Three of my young Vietnamese friends are starting a small business in Da Nang City in the central region. The young lady has taken the risk and the plunge to create a business space of their own creativity and imagination.
Raising the money and doing almost all the work to renovate a decrepit house into a comfy, cozy café and shop. I admire their determination and willingness to try something new despite having little experience of such things.
It’s a Vietnamese trait I see often, the enthusiasm and energy to start something even if they are inexperienced. It’s a far cry from the generation X boredom and lethargy I’ve witnessed in Australia.

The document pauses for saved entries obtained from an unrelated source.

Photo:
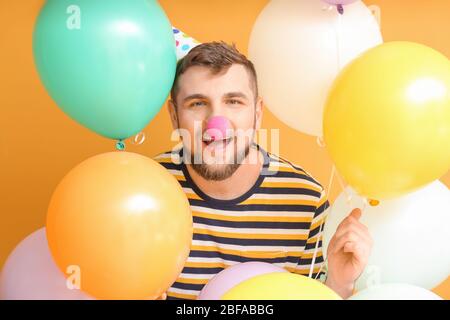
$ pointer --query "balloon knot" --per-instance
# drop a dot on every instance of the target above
(120, 145)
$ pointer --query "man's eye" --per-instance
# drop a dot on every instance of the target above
(233, 101)
(197, 104)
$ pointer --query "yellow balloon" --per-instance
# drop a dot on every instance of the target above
(387, 119)
(122, 225)
(281, 286)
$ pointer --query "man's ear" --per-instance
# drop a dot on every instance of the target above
(173, 114)
(258, 112)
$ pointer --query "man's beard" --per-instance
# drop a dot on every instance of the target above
(227, 170)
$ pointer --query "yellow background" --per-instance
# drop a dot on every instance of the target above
(39, 144)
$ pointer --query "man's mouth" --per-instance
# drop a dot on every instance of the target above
(218, 143)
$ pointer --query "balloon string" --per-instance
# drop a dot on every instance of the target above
(338, 41)
(313, 261)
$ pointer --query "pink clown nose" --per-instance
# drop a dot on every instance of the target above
(217, 127)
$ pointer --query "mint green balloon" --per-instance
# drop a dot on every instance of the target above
(108, 64)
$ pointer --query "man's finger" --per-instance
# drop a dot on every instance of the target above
(356, 213)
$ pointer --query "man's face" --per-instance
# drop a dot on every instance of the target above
(203, 95)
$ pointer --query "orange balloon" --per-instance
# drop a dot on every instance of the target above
(125, 222)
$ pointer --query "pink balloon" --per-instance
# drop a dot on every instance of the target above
(337, 2)
(232, 276)
(217, 127)
(30, 273)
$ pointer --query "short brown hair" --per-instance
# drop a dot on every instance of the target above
(217, 56)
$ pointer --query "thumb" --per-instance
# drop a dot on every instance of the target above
(356, 213)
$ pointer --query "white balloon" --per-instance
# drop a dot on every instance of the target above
(298, 48)
(411, 236)
(395, 291)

It’s still very much a man’s world in Vietnam yet the raise of feminine success in business, government and many professions is slowly becoming more noticeable. They say this will be the ‘Asian’ century and women are driving it as much as men. Indian female scientists featured heavily in the success of their country’s first Mars satellite. Pakistan’s child education activist Malala Yousafzai, just 17 years old, has just won the Nobel Peace Prize. So what of Vietnam’s women? Well, for starters, Vietnam’s women football team is rated as just about the best in Asia! The Vietnam’s Women Union honored the efforts of 10 individuals in promoting the quality of life of Vietnamese women in a ceremony last week. Vietnam’s female authors are becoming best-sellers and on the rise in popularity, with authors such as young Phan Y Yen having just released her sixth book, Em La De Yeu (You Are for Love).

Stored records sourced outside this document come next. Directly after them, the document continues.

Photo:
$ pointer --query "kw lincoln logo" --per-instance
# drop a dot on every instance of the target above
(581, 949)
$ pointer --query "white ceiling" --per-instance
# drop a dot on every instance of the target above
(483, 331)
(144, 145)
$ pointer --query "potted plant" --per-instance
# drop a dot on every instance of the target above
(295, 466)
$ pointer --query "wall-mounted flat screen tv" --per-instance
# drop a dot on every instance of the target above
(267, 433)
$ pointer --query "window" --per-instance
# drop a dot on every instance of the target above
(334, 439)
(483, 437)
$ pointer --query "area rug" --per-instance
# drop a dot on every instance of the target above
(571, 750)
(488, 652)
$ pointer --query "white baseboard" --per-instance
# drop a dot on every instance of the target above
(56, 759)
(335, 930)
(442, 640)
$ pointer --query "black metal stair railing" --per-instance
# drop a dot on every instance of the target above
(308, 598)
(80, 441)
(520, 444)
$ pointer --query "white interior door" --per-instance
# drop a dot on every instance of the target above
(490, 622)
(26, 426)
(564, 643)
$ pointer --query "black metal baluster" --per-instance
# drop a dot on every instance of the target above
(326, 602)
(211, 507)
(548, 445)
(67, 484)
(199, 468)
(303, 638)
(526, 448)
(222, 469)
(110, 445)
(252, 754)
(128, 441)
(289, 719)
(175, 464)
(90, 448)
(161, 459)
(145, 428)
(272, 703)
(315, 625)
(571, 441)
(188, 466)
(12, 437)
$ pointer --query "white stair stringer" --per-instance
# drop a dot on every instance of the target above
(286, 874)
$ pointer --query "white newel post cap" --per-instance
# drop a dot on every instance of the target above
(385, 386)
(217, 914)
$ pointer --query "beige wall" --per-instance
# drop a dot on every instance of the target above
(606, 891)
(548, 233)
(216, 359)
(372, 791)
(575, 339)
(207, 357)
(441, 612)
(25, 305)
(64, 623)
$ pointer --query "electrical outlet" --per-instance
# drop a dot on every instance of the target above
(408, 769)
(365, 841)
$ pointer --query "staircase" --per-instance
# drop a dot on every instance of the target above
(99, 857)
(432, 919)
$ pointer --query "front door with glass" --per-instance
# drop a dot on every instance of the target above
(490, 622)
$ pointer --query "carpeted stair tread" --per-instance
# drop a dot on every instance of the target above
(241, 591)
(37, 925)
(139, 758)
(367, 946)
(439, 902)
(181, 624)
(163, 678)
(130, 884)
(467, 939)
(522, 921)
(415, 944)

Cyclist Nguyen Thi That and long jumper Bui Thi Thu Thao both won silver medals at the Asian Games in South Korea recently. Business leaders such as Vingroup JSC’s Le Thi Thu Thuy, Vinamilk’s Mai Kieu Lien, and VNDirect Securities Corp’s Pham Minh Huong are not only leading the way but showing the value of bringing the different perspectives of women into the business world.

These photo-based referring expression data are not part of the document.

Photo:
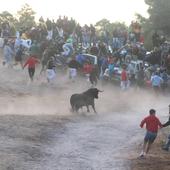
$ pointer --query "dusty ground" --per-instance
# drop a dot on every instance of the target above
(38, 132)
(158, 159)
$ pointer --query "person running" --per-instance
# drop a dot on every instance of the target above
(31, 62)
(167, 145)
(156, 81)
(124, 79)
(18, 56)
(73, 66)
(51, 69)
(152, 124)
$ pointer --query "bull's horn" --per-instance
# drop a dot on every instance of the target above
(100, 90)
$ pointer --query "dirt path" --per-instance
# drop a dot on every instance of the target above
(38, 132)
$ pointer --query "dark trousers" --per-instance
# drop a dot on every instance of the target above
(31, 72)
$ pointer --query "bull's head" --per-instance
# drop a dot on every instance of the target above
(94, 92)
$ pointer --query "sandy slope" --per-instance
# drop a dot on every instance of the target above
(38, 132)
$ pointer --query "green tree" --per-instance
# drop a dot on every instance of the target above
(5, 16)
(159, 11)
(26, 17)
(105, 25)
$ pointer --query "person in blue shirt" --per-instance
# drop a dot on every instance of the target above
(156, 81)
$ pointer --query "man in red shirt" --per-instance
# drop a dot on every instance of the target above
(124, 79)
(31, 62)
(152, 125)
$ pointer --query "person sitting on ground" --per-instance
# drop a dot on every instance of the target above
(152, 125)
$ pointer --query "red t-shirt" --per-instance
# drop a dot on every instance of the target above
(123, 75)
(152, 123)
(87, 68)
(31, 62)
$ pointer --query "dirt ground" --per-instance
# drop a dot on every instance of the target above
(38, 131)
(158, 159)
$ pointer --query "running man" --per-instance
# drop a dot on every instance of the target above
(152, 124)
(31, 62)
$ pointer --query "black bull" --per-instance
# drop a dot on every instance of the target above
(84, 99)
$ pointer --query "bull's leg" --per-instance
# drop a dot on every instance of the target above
(93, 106)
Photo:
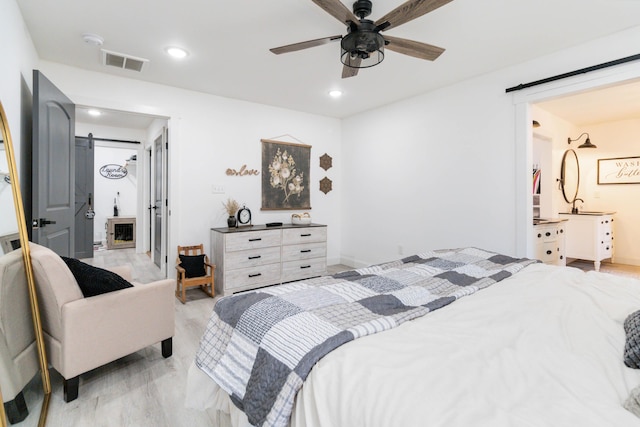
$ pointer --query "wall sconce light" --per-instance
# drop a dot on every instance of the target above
(586, 144)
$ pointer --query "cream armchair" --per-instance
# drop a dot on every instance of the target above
(18, 352)
(81, 333)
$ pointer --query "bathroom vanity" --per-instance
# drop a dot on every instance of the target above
(550, 237)
(589, 236)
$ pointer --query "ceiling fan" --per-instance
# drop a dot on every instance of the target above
(363, 46)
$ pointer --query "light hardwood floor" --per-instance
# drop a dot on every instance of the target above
(144, 389)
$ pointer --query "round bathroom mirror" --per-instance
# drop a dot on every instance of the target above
(570, 176)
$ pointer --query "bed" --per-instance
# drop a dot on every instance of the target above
(516, 343)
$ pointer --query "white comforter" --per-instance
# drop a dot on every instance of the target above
(543, 348)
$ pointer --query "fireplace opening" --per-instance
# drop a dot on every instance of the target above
(121, 232)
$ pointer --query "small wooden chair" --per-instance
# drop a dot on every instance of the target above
(193, 269)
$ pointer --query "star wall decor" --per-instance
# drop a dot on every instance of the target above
(325, 161)
(325, 185)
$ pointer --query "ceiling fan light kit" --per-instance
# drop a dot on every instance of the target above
(363, 46)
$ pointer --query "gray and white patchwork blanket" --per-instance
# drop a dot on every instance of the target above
(260, 345)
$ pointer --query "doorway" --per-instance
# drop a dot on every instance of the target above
(126, 140)
(624, 75)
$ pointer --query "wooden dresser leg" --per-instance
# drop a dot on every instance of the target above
(167, 347)
(70, 387)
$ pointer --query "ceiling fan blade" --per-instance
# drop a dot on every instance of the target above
(338, 10)
(410, 10)
(413, 48)
(304, 45)
(350, 71)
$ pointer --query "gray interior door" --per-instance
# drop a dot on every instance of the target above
(84, 212)
(53, 195)
(157, 200)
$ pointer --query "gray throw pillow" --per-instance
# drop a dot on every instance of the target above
(193, 265)
(93, 280)
(632, 344)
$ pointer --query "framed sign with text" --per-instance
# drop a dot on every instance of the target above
(620, 170)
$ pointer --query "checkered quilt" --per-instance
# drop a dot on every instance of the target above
(260, 345)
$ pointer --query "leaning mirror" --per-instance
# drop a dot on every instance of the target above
(22, 353)
(570, 176)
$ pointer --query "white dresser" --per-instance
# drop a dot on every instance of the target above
(248, 258)
(590, 236)
(550, 241)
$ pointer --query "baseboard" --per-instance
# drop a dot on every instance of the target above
(626, 261)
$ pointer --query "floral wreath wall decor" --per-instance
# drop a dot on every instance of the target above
(285, 175)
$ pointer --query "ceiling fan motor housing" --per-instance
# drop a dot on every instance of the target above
(362, 8)
(363, 47)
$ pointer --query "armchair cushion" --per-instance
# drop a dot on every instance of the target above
(193, 265)
(93, 280)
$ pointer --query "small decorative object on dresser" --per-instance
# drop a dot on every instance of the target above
(301, 219)
(244, 217)
(231, 206)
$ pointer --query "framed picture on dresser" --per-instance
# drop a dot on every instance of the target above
(285, 175)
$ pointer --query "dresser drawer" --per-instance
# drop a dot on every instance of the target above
(252, 258)
(252, 240)
(251, 277)
(304, 251)
(302, 269)
(293, 236)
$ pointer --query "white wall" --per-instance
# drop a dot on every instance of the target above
(207, 135)
(614, 139)
(443, 170)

Then there’s Associate Professor Nguyen Thi Hoe, 68, who developed new ways of using rice husks for paint and continued to encourage young people to take an interest in science. Earlier this month, Tuoi Tre (Youth) newspaper gave a scholarship to a young lass, Pham To Trinh, for her innovation in creating low-cost English classes at Tan Tao University in the southern province of Long An.
Travelling around the country, it’s interesting to see how women are visibly involved in work, be it running a sidewalk café, a shop or a company. Certainly the traditional skills of running the household budget, managing a family and coping with husbands have come in handy! Have you ever noticed how it’s always the women who count the money and write the accounts? I’ve never seen a man do it here at all.
Add to all of this the charm, grace, good humor and sheer niceness of Vietnamese women and you have an unbeatable combination. Not to mention their bravery and feistiness!
So we men have to salute your achievements and your support of us, no matter how silly we become sometimes. Where would we be without you, women?
So women! Today, the 20th of October, start a small revolution… and insist on breakfast in bed! …and flowers as well.